As lawyers, even while in pursuit of professional excellence, we also need support and intellectual nourishment outside of our firms or organizations – to be, and remain, successful in this competitive industry. And for me, those resources always have been found at the BBA. That is one of the reasons that makes me so proud that you have elected me become the 95th President of the Boston Bar Association.
In addition to the rich educational programming and the ability to develop a strong network, perhaps what is most exciting about this organization is its capacity to bring some of the brightest, most powerful people in the legal industry together, regardless of where they practice or how they identify themselves, in order to help solve problems affecting all of us.
Over my nearly three decades of practice and 16 years of involvement with the BBA, I have experienced how much we can do – as lawyers – when we step outside our own individual practice silos and work together on common issues in the profession.
Being a part of this Association – and having the opportunity over the years to both mentor and be mentored – has been so enriching for me. And it’s tremendously gratifying to be able give back to the BBA and the profession that has done so much for me.
But I think everyone has seen examples of how the practice of law has changed over the years. The legal profession itself is undergoing tremendous change, and much of that change is challenging.
There are plenty of industry statistics that tell us the ceiling for upward mobility is still too low for women and minorities; we have some law firms closing their doors, while others are merging into gigantic corporate structures at the cost of a shared collegiality or community in the office that gives so many of us joy in the profession.

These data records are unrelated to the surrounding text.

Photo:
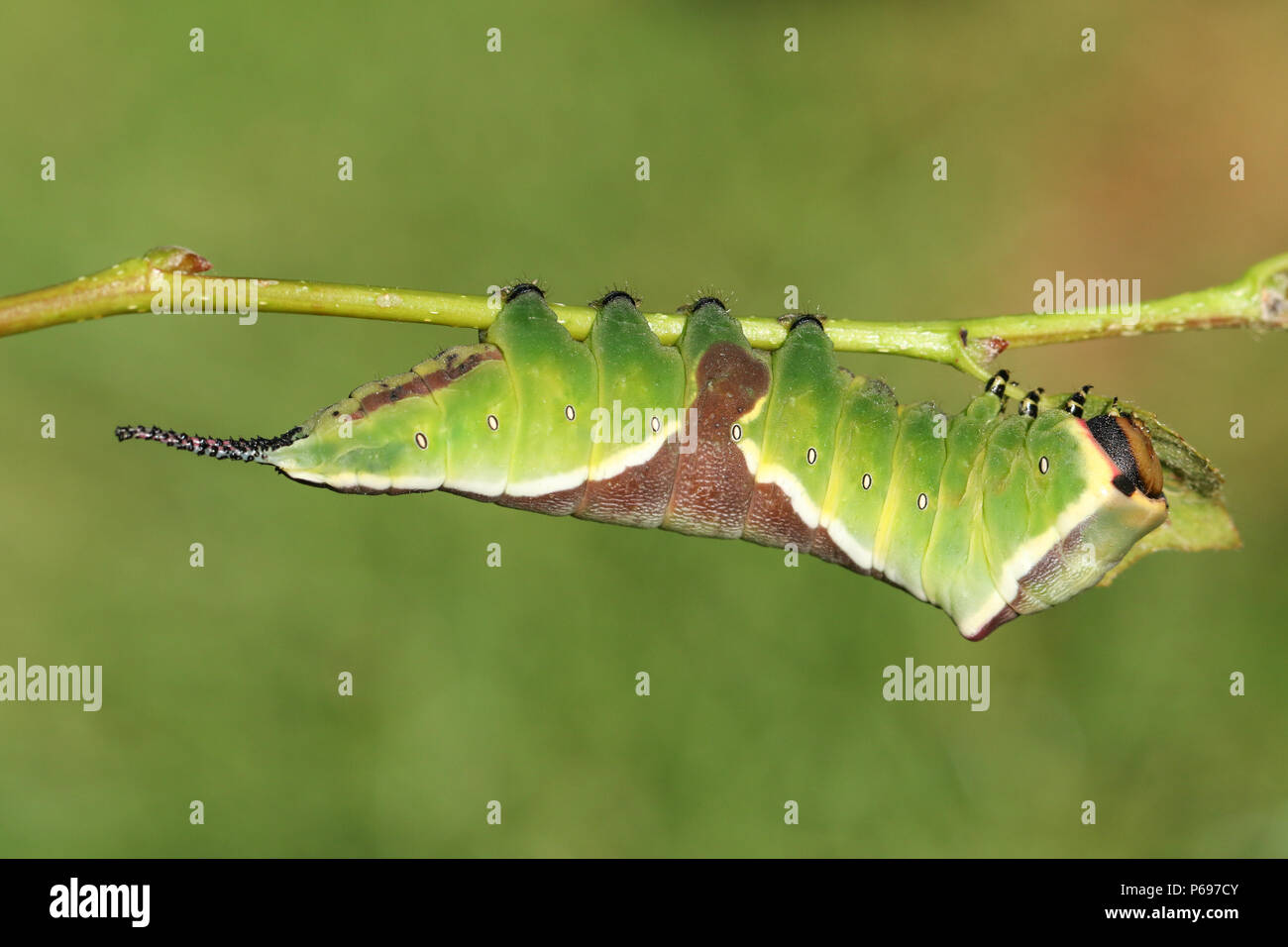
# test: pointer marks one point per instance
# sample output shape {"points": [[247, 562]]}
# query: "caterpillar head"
{"points": [[1126, 440]]}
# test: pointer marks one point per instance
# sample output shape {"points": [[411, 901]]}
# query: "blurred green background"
{"points": [[516, 684]]}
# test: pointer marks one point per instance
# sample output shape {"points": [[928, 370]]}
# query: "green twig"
{"points": [[1256, 299]]}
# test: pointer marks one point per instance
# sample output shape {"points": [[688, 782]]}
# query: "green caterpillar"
{"points": [[987, 515]]}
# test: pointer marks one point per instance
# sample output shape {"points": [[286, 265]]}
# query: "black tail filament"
{"points": [[220, 447]]}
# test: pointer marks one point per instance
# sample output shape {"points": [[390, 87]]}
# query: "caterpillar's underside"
{"points": [[987, 515]]}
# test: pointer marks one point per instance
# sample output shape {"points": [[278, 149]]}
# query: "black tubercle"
{"points": [[707, 300], [997, 384], [219, 447], [795, 320], [1077, 401], [1111, 437], [519, 289], [613, 296]]}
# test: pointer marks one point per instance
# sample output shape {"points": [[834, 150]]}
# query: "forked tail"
{"points": [[219, 447]]}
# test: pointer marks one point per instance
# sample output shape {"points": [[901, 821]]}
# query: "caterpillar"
{"points": [[986, 514]]}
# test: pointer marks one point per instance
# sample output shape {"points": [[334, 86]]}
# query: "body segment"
{"points": [[987, 515]]}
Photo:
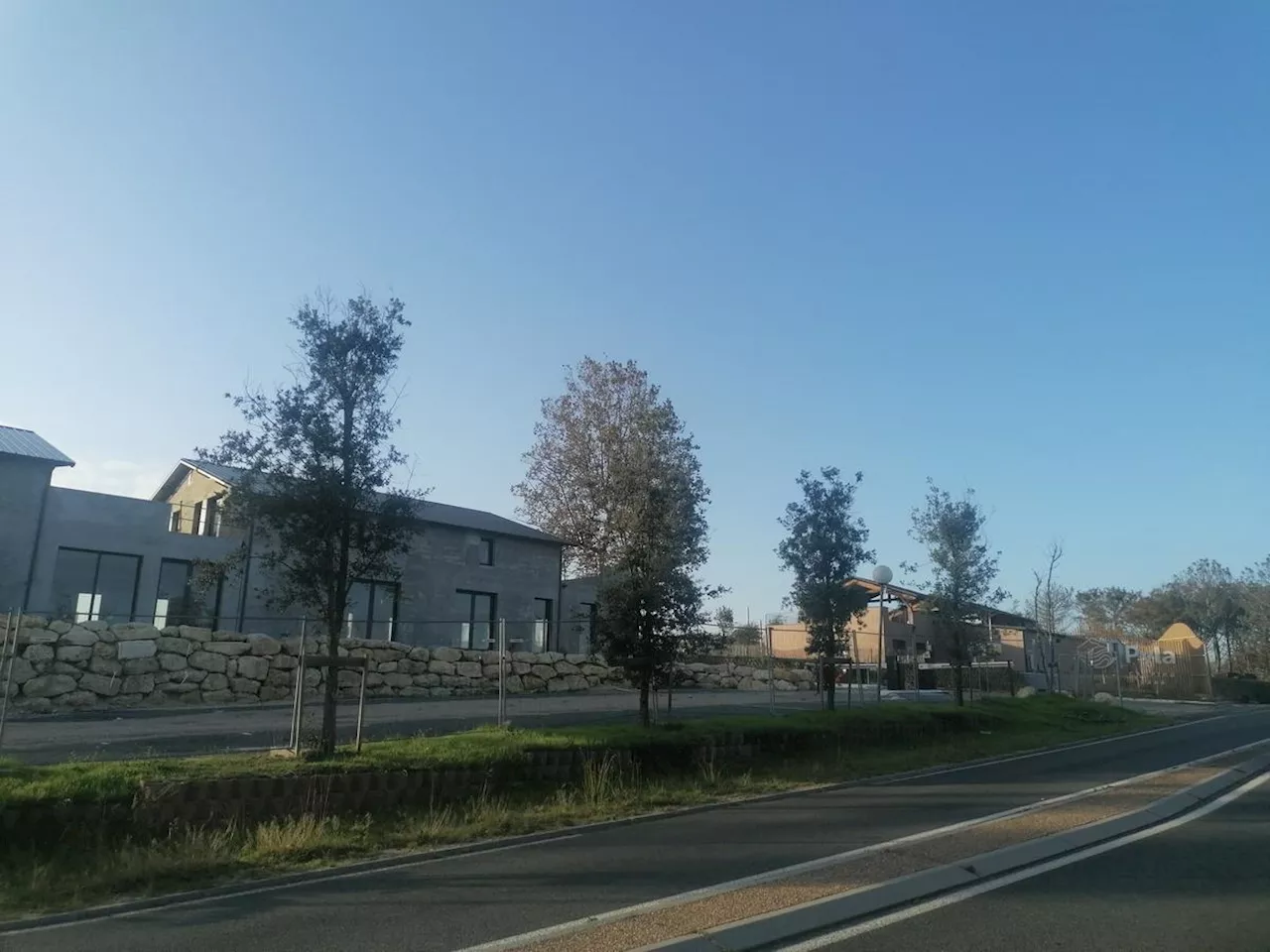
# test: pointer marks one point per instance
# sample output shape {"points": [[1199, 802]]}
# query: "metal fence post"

But at the heart of all of this volatile change there is also opportunity: the opportunity for growth and collaborative development.
I’m really proud of the way the BBA has responded to some of these changes. Last year, during her term as President, Lisa Arrowood implemented the very successful Friday Fundamentals program. We will continue with these important programs in the year ahead.
But as we look forward, we cannot focus only on those lawyers who are just starting out, because the changes we are experiencing don’t just affect new lawyers; they affect us all. Even those who are at the peak of our practices grapple with them. From the demands of clients to the flood of new technology, the legal profession is being reshaped by the global economy, and some of us are in danger of being left behind unless we have a plan in place to adapt.
That’s why my goal this year is to harness the expertise and talent of BBA members at large, from all different practice areas, to implement bigger and broader professional development programming: Programming that connects lawyers not only across practice areas, but also with a cross section of industry. And programming that explores common tools of innovation that can be accessible to all lawyers.
We’re in the right place to do this. Boston has always been a city of innovation; we have been at the forefront of healthcare and education for decades, and now we’re leading the nation in the technology, life sciences, and venture capital sectors as well, to the extent that global companies like GE are deciding that Boston is where they need to be.
These constantly-evolving industries bring new legal issues and challenges. It’s essential that lawyers who practice in these fields stay connected with what’s happening on the front lines.
That’s why I’m thrilled to be leading the charge as the BBA develops a series of conferences – such as the BBA Life Sciences Conference on November 10th – which will explore the interplay between the life sciences sector and the law, and bring lawyers and industry together, from biotech startups to pharmaceutical companies.
We’re planning this in other areas, too – like Venture Capital, Higher Education, and Privacy. This is one of the greatest strengths of the BBA: the ability to provide these unique opportunities for practitioners to meet and exchange ideas with industry leaders.
As a Bar Association, we can empower lawyers from all walks of life to be who they are, to innovate and do significant for their own practice, and for the profession at large. And the only way we can continue to do that now is if we are together, see the value in one another, and learn from one another. If we do that, we can turn some of these real challenges in our profession into real opportunities.
I hope you share my enthusiasm for all that’s ahead, and I look forward to seeing all of you there along the way.